The congregation was founded in 1901 when Wilkinsburg was growing as a suburban community for middle-management in the steel industry. The original building on Wood Street was burned to the ground on January 7, 1915 with only the sanctuary cross rising from the rubble, as photographed by the local newspaper. After a year of worshipping in a local movie theater, while being supported by the ecumenical community with Bibles and hymnals, the congregation built and moved to their present building in October 1916. The building is in the style of Georgian architecture and houses a beautiful sanctuary with natural lighting, a vaulted ceiling and dark wooden pews. An extension of the building with a gym and additional classroom space was added later in the 1950s.
Since the church is located directly across the street from the Wilkinsburg Senior High School, the congregation has maintained a strong ministry to the youth of the community. Though the forms of youth ministry have changed through the years, from youth group meetings, to after school programs, to basketball ministries, to summer jobs programs, youth ministry for and with the community remains an essential part of the congregation’s DNA. Currently, the congregation helps to facilitate a faith based, community collaborative to end youth violence in Wilkinsburg, called The Wilkinsburg Sanctuary Project.

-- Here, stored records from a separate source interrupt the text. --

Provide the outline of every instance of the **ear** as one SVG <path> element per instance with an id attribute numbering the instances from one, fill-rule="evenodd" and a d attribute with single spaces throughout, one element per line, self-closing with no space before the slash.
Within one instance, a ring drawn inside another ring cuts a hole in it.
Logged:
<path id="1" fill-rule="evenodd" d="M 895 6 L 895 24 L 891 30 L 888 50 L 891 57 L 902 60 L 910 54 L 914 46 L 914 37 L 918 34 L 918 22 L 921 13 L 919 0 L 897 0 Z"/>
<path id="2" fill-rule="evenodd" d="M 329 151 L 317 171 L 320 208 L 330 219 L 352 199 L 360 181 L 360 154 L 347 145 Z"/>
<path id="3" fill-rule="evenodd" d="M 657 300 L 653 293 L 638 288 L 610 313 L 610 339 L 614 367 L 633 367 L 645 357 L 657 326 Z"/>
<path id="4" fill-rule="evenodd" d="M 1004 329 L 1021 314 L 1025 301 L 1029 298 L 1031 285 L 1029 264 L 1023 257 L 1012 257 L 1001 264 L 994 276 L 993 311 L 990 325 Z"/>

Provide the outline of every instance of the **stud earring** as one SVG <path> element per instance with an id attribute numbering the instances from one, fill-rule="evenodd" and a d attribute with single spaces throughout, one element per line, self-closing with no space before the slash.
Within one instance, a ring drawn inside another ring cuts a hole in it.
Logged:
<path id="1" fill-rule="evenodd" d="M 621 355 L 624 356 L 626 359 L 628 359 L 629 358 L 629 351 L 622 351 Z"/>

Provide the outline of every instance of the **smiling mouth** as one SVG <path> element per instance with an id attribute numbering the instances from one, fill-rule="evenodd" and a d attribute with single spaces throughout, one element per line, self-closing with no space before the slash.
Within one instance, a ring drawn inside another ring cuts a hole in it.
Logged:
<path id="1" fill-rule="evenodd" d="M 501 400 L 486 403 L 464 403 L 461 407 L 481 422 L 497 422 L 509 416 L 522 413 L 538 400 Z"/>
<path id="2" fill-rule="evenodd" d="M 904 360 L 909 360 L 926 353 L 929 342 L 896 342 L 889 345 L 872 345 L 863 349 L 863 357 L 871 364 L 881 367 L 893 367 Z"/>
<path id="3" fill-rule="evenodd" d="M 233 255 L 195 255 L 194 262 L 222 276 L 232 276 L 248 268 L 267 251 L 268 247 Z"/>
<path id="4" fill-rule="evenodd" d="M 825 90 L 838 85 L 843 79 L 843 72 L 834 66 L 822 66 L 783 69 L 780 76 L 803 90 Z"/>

In responding to community unrest after the assassination of Dr. Martin Luther King Jr., the church played a vital role in organizing the Wilkinsburg Community Ministry in 1968 to alleviate the root causes of poverty and racial injustice in the community. Slowly over the next four decades our Caucasian congregation started to receive African American members into its fellowship and leadership. Though the work of racial reconciliation was slow and often painful, the congregation now fully affirms and celebrates being an “inter-racial” family of faith. With the creation of a Racial Reconciliation Team in the 1990s, as well as the commissioning of three associate ministers who are African American in 2004-5, the congregation is considered a leader in racial reconciliation in our community and denomination.
With the collapse of the steel industry in the 1970s and 80s, the community of Wilkinsburg started to decline economically. In addition, white flight caused the decline of many businesses, as well as home-ownership in the community. By 1990, several Protestant churches left the community in the wake of white flight. Though our congregation was advised to leave the community by the church growth experts of that day, the church leadership made the historic and faithful decision to stay and continue our witness for Jesus in Wilkinsburg. They called our current pastor, Rev. Janet Hellner-Burris in 1990 to lead us into a deepening of our inter-racial witness and service to the Wilkinsburg community which had been transformed from a middle-class, predominantly Caucasian suburb, to a multi-racial, multi-income urban community.